Whenever a couple reveals to friends and family that they are getting divorced, the first reaction is almost always "why?" We might think that our social circle is being nosey when asking questions, but when it comes to the court, your reasons are an essential part of the divorce process.
Courts in every state require couples provide legal grounds for divorce, so when you begin preparing your application for divorce, you will need to list the specific reasons for your request. Some states still allow parties to request a divorce based on fault, meaning one spouse claims that the other spouse's bad choices throughout the marriage were the reason for the breakup. Fault grounds vary from state to state, but the most common reasons for a fault divorce are adultery, desertion, or imprisonment.
All states allow some form of no-fault divorce, which courts usually base on irreconcilable differences, meaning the couple just doesn't get along anymore, and there's no chance the relationship will improve in the future. One of the best features of no-fault divorce is that it's mostly drama-free. Unlike fault divorce, which requires at least one spouse to point fingers or place blame, couples using the no-fault process will testify to the state of their relationship, and that is typically enough evidence for a judge to grant the divorce.
Most states also allow divorcing couples to obtain a divorce based on a separation of a certain amount of time.

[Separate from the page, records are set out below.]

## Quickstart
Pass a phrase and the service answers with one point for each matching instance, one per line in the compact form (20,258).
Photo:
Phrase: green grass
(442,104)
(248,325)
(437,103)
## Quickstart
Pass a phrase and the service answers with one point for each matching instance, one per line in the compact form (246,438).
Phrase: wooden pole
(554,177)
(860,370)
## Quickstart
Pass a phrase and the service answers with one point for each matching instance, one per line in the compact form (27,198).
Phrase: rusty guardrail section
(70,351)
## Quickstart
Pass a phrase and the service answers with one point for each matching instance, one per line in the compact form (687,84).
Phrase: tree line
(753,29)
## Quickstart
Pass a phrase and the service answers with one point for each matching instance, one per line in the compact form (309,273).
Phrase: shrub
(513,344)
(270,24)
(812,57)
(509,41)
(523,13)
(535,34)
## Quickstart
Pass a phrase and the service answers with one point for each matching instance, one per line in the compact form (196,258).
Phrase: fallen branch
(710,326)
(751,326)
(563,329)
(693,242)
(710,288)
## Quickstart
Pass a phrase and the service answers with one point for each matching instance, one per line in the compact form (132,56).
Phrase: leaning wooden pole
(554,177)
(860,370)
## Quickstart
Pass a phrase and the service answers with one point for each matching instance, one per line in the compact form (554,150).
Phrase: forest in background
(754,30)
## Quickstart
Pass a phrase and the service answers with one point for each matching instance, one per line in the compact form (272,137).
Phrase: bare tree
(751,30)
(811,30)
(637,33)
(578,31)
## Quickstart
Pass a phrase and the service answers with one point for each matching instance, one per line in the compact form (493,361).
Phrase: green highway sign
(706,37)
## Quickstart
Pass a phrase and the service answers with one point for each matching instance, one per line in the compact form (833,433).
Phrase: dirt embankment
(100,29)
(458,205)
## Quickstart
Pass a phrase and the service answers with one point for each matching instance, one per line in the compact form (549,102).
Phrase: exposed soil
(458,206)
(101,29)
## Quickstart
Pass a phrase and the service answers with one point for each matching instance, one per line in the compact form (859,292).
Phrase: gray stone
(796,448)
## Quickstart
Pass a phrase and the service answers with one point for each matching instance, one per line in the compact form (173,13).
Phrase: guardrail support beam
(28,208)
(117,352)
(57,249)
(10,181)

A fault divorce is more complicated than no-fault because the accusing spouse needs to prove the allegations to the court and as a result, fault cases tend to take up more of the court's time. To streamline the divorce process, Wyoming eliminated the option for a fault divorce, meaning it is a purely no-fault divorce state. If your spouse wronged you by misbehaving during the marriage, you could still ask the judge to consider fault in other aspects of the divorce process, like property division or child custody decisions.
You can request a divorce even if you're spouse objects, and you only need to demonstrate the following:
Proving irreconcilable differences may seem complicated, but it's not. To put it simply, if your relationship is over and at least one of you is willing to testify in court to that effect, the court will grant your divorce.
In one Wyoming case, a wife was unhappy with her employment, so she demanded that her husband quit his job and move closer to her family. The husband testified that he was prosperous and secure in his profession and refused to move. The fact that the couple wanted opposite things in life was enough to convince the judge that the marriage suffered irreconcilable differences, and a divorce was appropriate.
As an alternative to irreconcilable differences, courts in Wyoming can also grant a divorce if your spouse is incurably insane. The logic behind this argument is that if a spouse is mentally insane, and a court or doctors agree, in most cases, there's no chance the competent spouse can enjoy a healthy marriage.
To prove that the judge should grant your divorce based on your spouse's mental status, you will need to show that your spouse has been confined in a mental hospital for at least two years before you filed for divorce. If this is the case, the court will appoint a guardian to your spouse for the duration of the divorce process.
If you and your spouse are having relationship troubles, but you aren't sure if a divorce is the best option, a legal separation may be a better alternative for you. Legal separation is like divorce in that the judge will help decide the significant legal issues found in divorce, but in the end, the couple remains married.
Divorce-related issues include property and debt division, custody and child support issues, as well as whether either spouse will financially support the other with alimony. Most times, couples can successfully negotiate the specifics of their legal separation by creating a separation agreement, which is a legally binding document that addresses the above issues.
The requirements for legal separation are the same as divorce, meaning you will need to prove that there are irreconcilable differences in your marriage, or that your spouse is incurably insane. Remember, if your spouse is mentally incompetent, you will need to work out the details with the court-appointed guardian.
Although a legal separation may seem unorthodox, it's a process that is beneficial for couples whose religion may prohibit divorce, for couples who need to rely on each other for medical insurance, or for couples who need to remain married for tax purposes. That said, legal separation doesn't have to be permanent, which means the couple can agree or the court can order, an expiration date. Either spouse, at any time after the separation, can request a divorce from the court.
Like most states, Wyoming has a residency requirement that couples must meet before a court can grant a divorce or legal separation. At least one spouse must be a resident of the state for a minimum of 60 days before filing for divorce. However, if your wedding took place in Wyoming, and the spouse filing for divorce has lived in the state from the date of the marriage until filing for divorce, there is no other residency requirement for the couple, and the court will accept your petition for divorce.